Je le prends dans mes bras et il s'accroche à moi avec force. La marche se fait plus lourde sur la terre boueuse. Chaque pas dégage un son immonde de succion pour accentuer la nausée de l'épuisement qui m'opprime. La paranoïa me fait craindre le moindre bruit et la fatigue m'empêche de fuir mes peurs. Un abri, c'est tout ce que je demande. Qu'on puisse se poser, même un simple instant, s'abandonner un temps à la fatigue. C'est après ce qui me paraît une éternité qu'enfin je vois un renfoncement dans la roche.

De la faible vitesse qui m'est permise, je nous dirige vers lui. Et pose mon frère avant de m'effondrer de soulagement.

– Alice, dis-moi qu'on a de l'eau.

Ce n'est plus une demande mais une supplication, et j'ai l'impression que la terre s'ouvre sous mes pieds. Dans la précipitation, je n'ai pas pensé un seul instant à prendre de quoi boire ou manger. Ni de quoi survivre dans la nature. Et en tant qu'enfant d'une famille royale, pour qui tout est servi sur un plateau d'argent, je n'ai pas la moindre idée de comment faire. Il avait fallu ce moment pour que je prenne conscience de mon statut hautement privilégié. Comment ai-je pu autant me plaindre de ma condition ? Je sens que cette nouvelle vie va me faire prendre conscience de la réalité des choses.

– Sam, je suis désolée...

Pas besoin de plus de mots pour que la panique s'inscrive sur le visage de mon frère.

– Mais comment on va faire ?

– On va trouver une solution. Je vais trouver une solution.

À nouveau, je ne sais pas si j'essaie davantage de convaincre mon frère ou moi-même.

– Écoute, tu vas rester ici, je vais voir ce que je peux trouver. S'il y a le moindre problème tu cries très fort. D'accord ?

– D'accord. Mais reviens vite, j'ai peur tout seul.

– Oui, ne t'inquiètes pas.

Je sors du renfoncement dans la roche pour affronter l'averse. Un simple seau aurait suffit pour collecter l'eau de pluie, mais nous n'avions rien d'autre que deux gourdes offertes par Thanor.

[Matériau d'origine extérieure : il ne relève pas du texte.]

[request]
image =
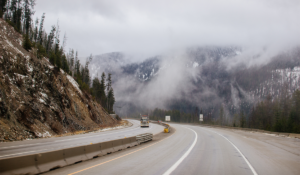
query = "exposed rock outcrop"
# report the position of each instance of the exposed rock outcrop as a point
(38, 99)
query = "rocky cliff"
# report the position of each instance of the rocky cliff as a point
(38, 99)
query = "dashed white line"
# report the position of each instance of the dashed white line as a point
(170, 170)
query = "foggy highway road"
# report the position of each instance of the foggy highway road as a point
(200, 150)
(19, 148)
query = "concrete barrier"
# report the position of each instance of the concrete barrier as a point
(107, 147)
(295, 135)
(75, 154)
(93, 150)
(19, 165)
(49, 160)
(127, 142)
(133, 141)
(118, 145)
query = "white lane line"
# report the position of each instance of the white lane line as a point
(170, 170)
(248, 163)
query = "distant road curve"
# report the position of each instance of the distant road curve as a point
(200, 150)
(19, 148)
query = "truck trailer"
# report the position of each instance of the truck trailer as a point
(144, 121)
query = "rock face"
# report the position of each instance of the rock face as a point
(39, 100)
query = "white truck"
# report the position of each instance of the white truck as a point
(144, 121)
(168, 118)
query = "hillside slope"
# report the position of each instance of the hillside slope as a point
(37, 99)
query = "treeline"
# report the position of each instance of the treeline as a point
(280, 114)
(18, 13)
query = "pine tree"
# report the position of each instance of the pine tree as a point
(50, 39)
(28, 12)
(26, 43)
(2, 7)
(102, 90)
(40, 35)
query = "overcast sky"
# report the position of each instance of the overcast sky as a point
(156, 26)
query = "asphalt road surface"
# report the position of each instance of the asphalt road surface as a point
(19, 148)
(199, 150)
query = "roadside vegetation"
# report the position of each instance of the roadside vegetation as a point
(18, 13)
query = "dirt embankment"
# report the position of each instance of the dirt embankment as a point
(39, 100)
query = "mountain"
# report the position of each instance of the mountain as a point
(204, 78)
(38, 99)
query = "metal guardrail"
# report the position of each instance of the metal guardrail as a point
(142, 138)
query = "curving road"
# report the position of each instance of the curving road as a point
(20, 148)
(200, 150)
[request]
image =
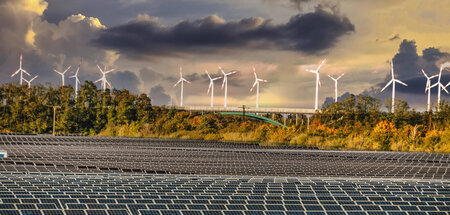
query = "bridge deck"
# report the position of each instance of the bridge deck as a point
(247, 109)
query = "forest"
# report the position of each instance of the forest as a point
(355, 123)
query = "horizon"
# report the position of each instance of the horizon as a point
(148, 40)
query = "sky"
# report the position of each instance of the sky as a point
(146, 41)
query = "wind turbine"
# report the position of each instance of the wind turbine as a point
(257, 80)
(335, 85)
(211, 87)
(225, 83)
(103, 78)
(62, 73)
(77, 81)
(182, 80)
(393, 80)
(316, 71)
(21, 71)
(29, 81)
(440, 86)
(428, 88)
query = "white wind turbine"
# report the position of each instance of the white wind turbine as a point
(316, 71)
(62, 73)
(225, 82)
(182, 80)
(103, 78)
(428, 88)
(393, 80)
(21, 71)
(211, 87)
(77, 81)
(257, 80)
(29, 81)
(335, 85)
(440, 86)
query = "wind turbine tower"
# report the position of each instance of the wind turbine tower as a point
(257, 80)
(335, 85)
(428, 88)
(103, 78)
(225, 83)
(393, 80)
(440, 87)
(316, 71)
(29, 81)
(182, 80)
(21, 71)
(62, 73)
(211, 87)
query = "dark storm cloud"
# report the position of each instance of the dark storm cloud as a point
(159, 96)
(408, 65)
(124, 80)
(395, 37)
(310, 33)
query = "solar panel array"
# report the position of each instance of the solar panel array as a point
(39, 193)
(92, 175)
(154, 156)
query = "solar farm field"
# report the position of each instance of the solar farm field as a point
(94, 175)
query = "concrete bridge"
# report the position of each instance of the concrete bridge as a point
(247, 109)
(285, 112)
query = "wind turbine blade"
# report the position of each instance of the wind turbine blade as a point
(232, 72)
(224, 79)
(26, 72)
(321, 64)
(34, 78)
(392, 70)
(311, 71)
(254, 84)
(425, 74)
(67, 69)
(386, 85)
(15, 73)
(209, 88)
(99, 68)
(179, 81)
(443, 87)
(208, 74)
(398, 81)
(220, 68)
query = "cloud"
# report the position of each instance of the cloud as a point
(408, 63)
(395, 37)
(159, 96)
(124, 80)
(311, 33)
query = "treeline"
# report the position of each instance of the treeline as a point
(355, 123)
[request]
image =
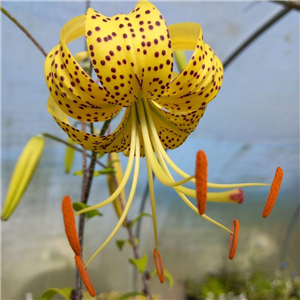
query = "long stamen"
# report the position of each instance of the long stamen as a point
(159, 265)
(201, 181)
(157, 169)
(130, 198)
(84, 274)
(70, 225)
(152, 198)
(167, 172)
(125, 178)
(185, 175)
(233, 240)
(275, 187)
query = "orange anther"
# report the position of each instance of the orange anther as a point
(159, 265)
(233, 238)
(274, 190)
(84, 274)
(201, 181)
(70, 225)
(237, 196)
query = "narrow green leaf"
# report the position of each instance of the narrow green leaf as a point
(120, 244)
(23, 173)
(69, 156)
(90, 214)
(136, 241)
(168, 277)
(50, 293)
(140, 263)
(125, 296)
(180, 59)
(78, 173)
(110, 163)
(138, 217)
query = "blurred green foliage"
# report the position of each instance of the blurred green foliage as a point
(237, 285)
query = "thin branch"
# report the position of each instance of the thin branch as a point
(52, 137)
(145, 276)
(23, 29)
(289, 3)
(255, 35)
(225, 64)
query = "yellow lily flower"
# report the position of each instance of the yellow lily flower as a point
(132, 56)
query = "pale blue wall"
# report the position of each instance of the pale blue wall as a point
(247, 131)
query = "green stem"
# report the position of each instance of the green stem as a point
(23, 29)
(255, 35)
(52, 137)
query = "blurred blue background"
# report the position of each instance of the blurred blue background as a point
(248, 130)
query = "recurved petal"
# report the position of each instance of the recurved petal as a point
(184, 121)
(170, 134)
(78, 95)
(131, 51)
(201, 79)
(117, 141)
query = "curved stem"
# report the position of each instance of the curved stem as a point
(23, 29)
(255, 35)
(55, 138)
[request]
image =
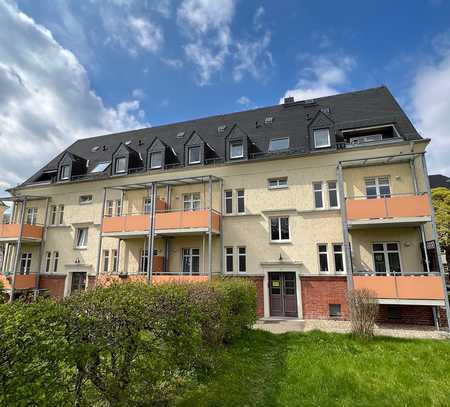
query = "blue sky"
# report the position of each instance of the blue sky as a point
(72, 69)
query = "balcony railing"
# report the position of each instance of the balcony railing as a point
(395, 206)
(165, 221)
(413, 286)
(29, 232)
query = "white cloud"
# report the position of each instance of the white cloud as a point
(206, 23)
(46, 101)
(430, 95)
(252, 57)
(323, 76)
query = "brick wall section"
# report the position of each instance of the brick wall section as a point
(318, 292)
(55, 285)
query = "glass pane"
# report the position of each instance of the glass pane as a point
(284, 228)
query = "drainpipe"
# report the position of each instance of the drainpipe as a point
(435, 237)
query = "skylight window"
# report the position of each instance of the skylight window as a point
(277, 144)
(100, 167)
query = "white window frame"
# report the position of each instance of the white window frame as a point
(191, 199)
(316, 132)
(328, 257)
(314, 184)
(279, 240)
(335, 189)
(277, 183)
(84, 243)
(236, 143)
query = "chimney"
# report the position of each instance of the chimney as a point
(289, 99)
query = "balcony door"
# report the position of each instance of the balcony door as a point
(386, 258)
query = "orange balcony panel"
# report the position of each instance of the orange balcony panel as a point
(394, 207)
(402, 287)
(12, 231)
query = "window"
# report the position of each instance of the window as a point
(191, 201)
(279, 229)
(338, 258)
(323, 257)
(387, 258)
(85, 199)
(109, 207)
(318, 196)
(25, 263)
(277, 183)
(120, 165)
(228, 201)
(335, 310)
(377, 187)
(81, 238)
(105, 261)
(236, 149)
(194, 155)
(156, 159)
(65, 172)
(191, 261)
(322, 138)
(147, 205)
(229, 256)
(114, 259)
(100, 167)
(241, 201)
(48, 261)
(332, 194)
(277, 144)
(55, 261)
(31, 216)
(118, 211)
(242, 259)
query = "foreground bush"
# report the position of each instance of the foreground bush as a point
(363, 311)
(127, 344)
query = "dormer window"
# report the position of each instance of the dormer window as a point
(65, 172)
(156, 160)
(236, 149)
(194, 155)
(322, 138)
(120, 165)
(277, 144)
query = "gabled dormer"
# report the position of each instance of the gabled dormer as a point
(236, 144)
(321, 131)
(70, 166)
(125, 159)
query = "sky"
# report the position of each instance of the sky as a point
(81, 68)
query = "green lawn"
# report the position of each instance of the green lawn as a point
(319, 369)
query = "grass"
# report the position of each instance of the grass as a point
(319, 369)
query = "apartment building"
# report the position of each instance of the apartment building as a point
(308, 199)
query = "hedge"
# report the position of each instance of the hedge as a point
(119, 345)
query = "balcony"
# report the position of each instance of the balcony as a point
(11, 232)
(400, 210)
(166, 223)
(403, 289)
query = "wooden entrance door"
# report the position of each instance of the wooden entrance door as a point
(283, 295)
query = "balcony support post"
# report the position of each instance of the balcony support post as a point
(100, 235)
(42, 246)
(436, 239)
(210, 227)
(151, 233)
(345, 233)
(18, 248)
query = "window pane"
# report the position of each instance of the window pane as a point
(321, 138)
(284, 228)
(236, 150)
(279, 144)
(156, 160)
(274, 229)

– Suis-je bête ? Sam, viens.

D'un pas fatigué, il me rejoint sous la pluie, et je lève le visage vers le ciel, ouvrant grand la bouche pour laisser les gouttes s'écraser sur ma langue. Du coin de l'œil je vois Sam m'imiter. On reste quelque temps à essayer de récupérer le plus d'eau qu'il nous est possible quand mon frère éclate de rire.

– J'adore la pluie !

Si j'avais cru qu'il me sortirait ce genre de phrase ! Mais c'est vrai qu'on parle toujours de mauvais temps alors que le mauvais temps n'existe que dans notre esprit, Sam qui n'avait jamais vu le monde extérieur voit la pluie comme un don du ciel. Et il a bien raison, je n'avais jamais goûté une eau si bonne. Comment peut-on nous faire croire, enfants, que l'eau n'a pas de goût ? Il faut ce genre de vécu pour prendre conscience de la vraie valeur de la vie. Les saveurs de l'eau sur son palais. Le visage enfantin de mon frère étincelant infiniment plus que toute l'or inutile du Palais Royal. Ce genre de moment qui nous rappelle que le bonheur peut se montrer si proche et accessible. Faut-il perdre son bonheur illusoire pour trouver le véritable bonheur ?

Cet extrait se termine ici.